A cease-fire brokered by Angela Merkel and François Hollande went into effect in Ukraine last night, the New York Times reports. Aleksandr Zakharchenko, leader of the breakaway Donetsk People's Republic, has announced that it would not apply to Debaltseve, one of the war in Ukraine's key battlefields.

Debaltseve, which the Times describes as "a critical railway hub," has been the scene of intense fighting in recent weeks as Ukrainian troops under siege there defended the city from rebel troops who strove to capture it before the cease-fire was passed. From the Times:

Just after the midnight deadline, Ukraine's president, Petro O. Poroshenko, went on national television saying he had ordered Ukraine's armed forces to halt their fire in the contested eastern portion of the country. In his earlier statement, Mr. Zakharchenko, the head of the self-declared Donetsk People's Republic, also said he had ordered his forces to halt combat all along the front line in eastern Ukraine, as required in the Minsk agreement, but not near Debaltseve. He also indicated that rebel forces would not allow the approximately 8,000 Ukrainian troops who are there to leave.

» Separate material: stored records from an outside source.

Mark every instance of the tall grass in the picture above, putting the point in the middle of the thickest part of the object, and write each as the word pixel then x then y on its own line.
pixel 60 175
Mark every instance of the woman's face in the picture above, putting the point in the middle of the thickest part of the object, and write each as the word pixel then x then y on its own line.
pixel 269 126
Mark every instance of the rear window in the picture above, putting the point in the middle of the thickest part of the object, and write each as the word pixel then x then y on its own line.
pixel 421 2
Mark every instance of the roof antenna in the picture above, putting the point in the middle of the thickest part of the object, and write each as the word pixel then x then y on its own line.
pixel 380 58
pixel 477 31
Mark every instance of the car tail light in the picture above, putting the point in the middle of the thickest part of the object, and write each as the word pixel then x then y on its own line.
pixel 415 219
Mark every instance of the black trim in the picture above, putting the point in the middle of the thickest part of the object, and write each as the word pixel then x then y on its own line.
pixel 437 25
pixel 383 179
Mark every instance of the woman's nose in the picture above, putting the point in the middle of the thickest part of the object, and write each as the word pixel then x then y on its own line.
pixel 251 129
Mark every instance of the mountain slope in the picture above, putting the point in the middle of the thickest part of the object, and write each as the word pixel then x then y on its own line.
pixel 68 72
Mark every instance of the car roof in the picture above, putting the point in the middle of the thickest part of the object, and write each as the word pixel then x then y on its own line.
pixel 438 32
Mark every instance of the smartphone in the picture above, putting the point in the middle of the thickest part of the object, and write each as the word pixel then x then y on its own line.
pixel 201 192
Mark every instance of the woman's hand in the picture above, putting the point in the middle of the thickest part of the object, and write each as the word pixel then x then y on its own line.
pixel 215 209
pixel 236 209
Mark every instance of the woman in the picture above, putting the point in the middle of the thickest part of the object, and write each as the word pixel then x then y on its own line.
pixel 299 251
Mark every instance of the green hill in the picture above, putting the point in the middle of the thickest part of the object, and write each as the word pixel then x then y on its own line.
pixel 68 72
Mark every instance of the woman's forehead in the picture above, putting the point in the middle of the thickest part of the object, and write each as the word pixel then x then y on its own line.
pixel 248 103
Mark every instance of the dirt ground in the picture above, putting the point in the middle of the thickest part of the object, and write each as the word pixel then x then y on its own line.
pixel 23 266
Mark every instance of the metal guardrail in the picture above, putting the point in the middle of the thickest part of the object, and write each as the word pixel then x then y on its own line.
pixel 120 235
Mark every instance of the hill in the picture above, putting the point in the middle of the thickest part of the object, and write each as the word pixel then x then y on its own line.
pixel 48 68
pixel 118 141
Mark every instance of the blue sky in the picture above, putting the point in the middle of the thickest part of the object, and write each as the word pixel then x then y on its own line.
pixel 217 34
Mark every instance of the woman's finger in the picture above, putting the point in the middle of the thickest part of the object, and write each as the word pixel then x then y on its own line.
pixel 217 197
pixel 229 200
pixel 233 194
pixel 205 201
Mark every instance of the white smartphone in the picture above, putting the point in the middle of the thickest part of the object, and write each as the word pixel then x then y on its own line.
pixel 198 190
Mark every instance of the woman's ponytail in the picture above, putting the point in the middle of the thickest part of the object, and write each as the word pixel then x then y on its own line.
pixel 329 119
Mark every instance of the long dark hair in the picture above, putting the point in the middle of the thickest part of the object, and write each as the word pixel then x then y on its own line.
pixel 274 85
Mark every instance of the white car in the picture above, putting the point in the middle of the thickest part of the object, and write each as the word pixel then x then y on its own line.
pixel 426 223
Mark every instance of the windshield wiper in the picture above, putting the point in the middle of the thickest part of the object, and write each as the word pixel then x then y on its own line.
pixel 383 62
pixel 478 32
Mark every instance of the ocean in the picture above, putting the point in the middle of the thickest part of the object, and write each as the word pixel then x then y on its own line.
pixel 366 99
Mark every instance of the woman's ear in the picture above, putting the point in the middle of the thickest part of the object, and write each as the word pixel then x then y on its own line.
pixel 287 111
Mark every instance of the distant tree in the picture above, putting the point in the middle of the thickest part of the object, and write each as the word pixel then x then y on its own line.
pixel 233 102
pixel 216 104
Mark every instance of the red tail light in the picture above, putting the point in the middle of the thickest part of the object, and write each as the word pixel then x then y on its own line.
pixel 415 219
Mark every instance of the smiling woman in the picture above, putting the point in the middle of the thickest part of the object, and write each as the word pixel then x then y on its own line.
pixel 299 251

"We will block all attempts to break out," he said. "I have given the order."

Poroshenko said that if the cease-fire—which appears to be holding elsewhere—deteriorates he will ask the Ukrainian parliament to declare martial law, the Times reports.

While rebel forces have Debaltseve surrounded, neither they nor the Ukrainian military fully control the road connecting the city with government forces in Artemivsk, the Guardian reports. Vladimir Putin has suggested that Ukrainian forces should abandon the city, a proposition which the Kiev government has refused.

Shelling resumed outside city, after a few hours of quiet, around 6 o'clock Sunday morning. "There's no ceasefire here," a Ukrainian soldier told the Guardian's Alec Luhn. "It's a present from Putin," said another soldier, referring to the mortar fire.